Je veux essayer d’aller le plus haut possible. Après, je suis Français mais aussi d’origine congolaise. Je suis dans un club qui peut peut-être me permettre d’avoir une opportunité en sélection. Après, c’est à moi de montrer sur le terrain. Avec le club, on est premier au classement et conserver notre titre est l’objectif n° 1. Si on gagne encore le titre cette saison, il y aura les tours préliminaires de Ligue des Champions. Il faudra les jouer et les gagner pour pourquoi pas la disputer après. La saison passée, ils ont perdu au dernier tour préliminaire. C’est encore dans les têtes et tout le monde veut la jouer. Ce serait bien pour moi. Je veux jouer l’Europe. Quand j’ai vu ce que ça donnait en Ligue Europa. Je n’ai qu’une envie, c’est de vivre ça, mais sur le terrain, en jouant cette fois.
“Je suis très vite passé au Paris SG”
Vous êtes passé par le PSG, Clairefontaine et le Racing dans votre jeunesse, racontez-nous vos débuts de footballeur.

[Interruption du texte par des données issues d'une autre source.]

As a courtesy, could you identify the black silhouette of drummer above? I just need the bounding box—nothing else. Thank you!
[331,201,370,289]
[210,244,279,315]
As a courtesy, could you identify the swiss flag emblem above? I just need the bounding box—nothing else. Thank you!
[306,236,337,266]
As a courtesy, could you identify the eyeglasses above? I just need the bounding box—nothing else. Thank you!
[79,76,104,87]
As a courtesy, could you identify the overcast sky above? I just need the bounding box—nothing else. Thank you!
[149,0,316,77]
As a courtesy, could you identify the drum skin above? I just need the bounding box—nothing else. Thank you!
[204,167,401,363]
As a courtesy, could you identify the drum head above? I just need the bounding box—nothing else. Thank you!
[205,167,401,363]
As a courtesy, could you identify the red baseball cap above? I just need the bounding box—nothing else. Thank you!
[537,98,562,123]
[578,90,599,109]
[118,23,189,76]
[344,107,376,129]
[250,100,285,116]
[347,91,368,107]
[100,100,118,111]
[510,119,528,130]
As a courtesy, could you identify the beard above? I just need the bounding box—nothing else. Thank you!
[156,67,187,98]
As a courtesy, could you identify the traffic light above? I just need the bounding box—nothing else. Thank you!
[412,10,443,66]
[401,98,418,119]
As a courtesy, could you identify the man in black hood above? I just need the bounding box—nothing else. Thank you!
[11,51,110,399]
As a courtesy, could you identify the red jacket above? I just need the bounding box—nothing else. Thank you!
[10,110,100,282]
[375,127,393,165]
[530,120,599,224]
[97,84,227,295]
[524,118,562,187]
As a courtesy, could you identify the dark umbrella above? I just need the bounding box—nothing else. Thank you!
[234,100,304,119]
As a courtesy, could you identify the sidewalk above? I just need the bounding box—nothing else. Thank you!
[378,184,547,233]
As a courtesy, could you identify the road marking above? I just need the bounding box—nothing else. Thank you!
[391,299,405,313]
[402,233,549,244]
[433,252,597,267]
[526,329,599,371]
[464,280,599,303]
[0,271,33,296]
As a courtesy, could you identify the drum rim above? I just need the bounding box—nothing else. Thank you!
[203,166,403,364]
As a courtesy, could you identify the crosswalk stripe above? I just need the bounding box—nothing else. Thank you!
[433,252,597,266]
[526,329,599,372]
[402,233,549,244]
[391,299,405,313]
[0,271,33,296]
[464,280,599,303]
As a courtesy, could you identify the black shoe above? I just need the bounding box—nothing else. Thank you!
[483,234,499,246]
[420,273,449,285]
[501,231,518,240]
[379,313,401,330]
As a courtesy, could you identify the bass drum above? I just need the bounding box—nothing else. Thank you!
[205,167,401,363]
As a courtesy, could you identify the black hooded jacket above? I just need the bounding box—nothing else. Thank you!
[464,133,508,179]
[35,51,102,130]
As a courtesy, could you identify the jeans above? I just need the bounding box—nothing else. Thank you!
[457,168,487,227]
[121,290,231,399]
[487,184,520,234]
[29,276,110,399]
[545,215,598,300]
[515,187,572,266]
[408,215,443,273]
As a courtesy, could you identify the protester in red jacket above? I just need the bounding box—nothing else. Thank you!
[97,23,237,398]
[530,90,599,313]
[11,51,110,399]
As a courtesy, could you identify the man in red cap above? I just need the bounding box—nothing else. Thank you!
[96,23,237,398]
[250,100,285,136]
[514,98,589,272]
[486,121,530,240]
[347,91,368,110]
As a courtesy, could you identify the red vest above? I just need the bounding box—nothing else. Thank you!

J’étais à Houilles, ma ville natale. Je suis très vite passé au Paris SG. Pierre Reynaud et Jérôme Klein m’ont recruté très tôt. Il y avait Gianelli Imbula, Youssouf Sabaly, etc. Après, je suis passé à l’INF Clairefontaine, ce qui n’était pas très bien vu à l’époque car j’étais au PSG en préformation. Je l’ai fait quand même. S’en sont suivies plusieurs mauvaises décisions de ma part. À Clairefontaine, dans ma génération, il y avait Willy Boly, Julien Janvier, Yanis Salibur, Nicolas Isimat-Mirin, Sébastien Corchia, etc. Ça ne s’est pas très bien passé pour moi là-bas.
Je suis revenu en région parisienne au Racing. De là, j’ai fait plusieurs années au Racing. J’ai arrêté un temps le foot. J’ai repris à Boulogne-sur-Mer, j’ai bougé de CFA en CFA (équivalent du National 2 à l’époque). J’ai signé ensuite au FC Nantes, où j’ai signé mon premier contrat professionnel. Je suis parti en Suisse par la suite, où j’ai évolué en deuxième et troisième division, puis en Roumanie, où j’ai connu la deuxième division avant d’être en première division aujourd’hui.
Avez-vous des modèles, des références à votre poste ?
Depuis petit, je regarde les attaquants. J’aimais bien Didier Drogba. Aujourd’hui, par rapport à mon style de jeu, j’aime bien Harry Kane, Edin Dzeko, Karim Benzema. Je regarde ce genre d’attaquants, des buteurs qui savent aussi faire jouer l’équipe, ce qui est aussi mon profil.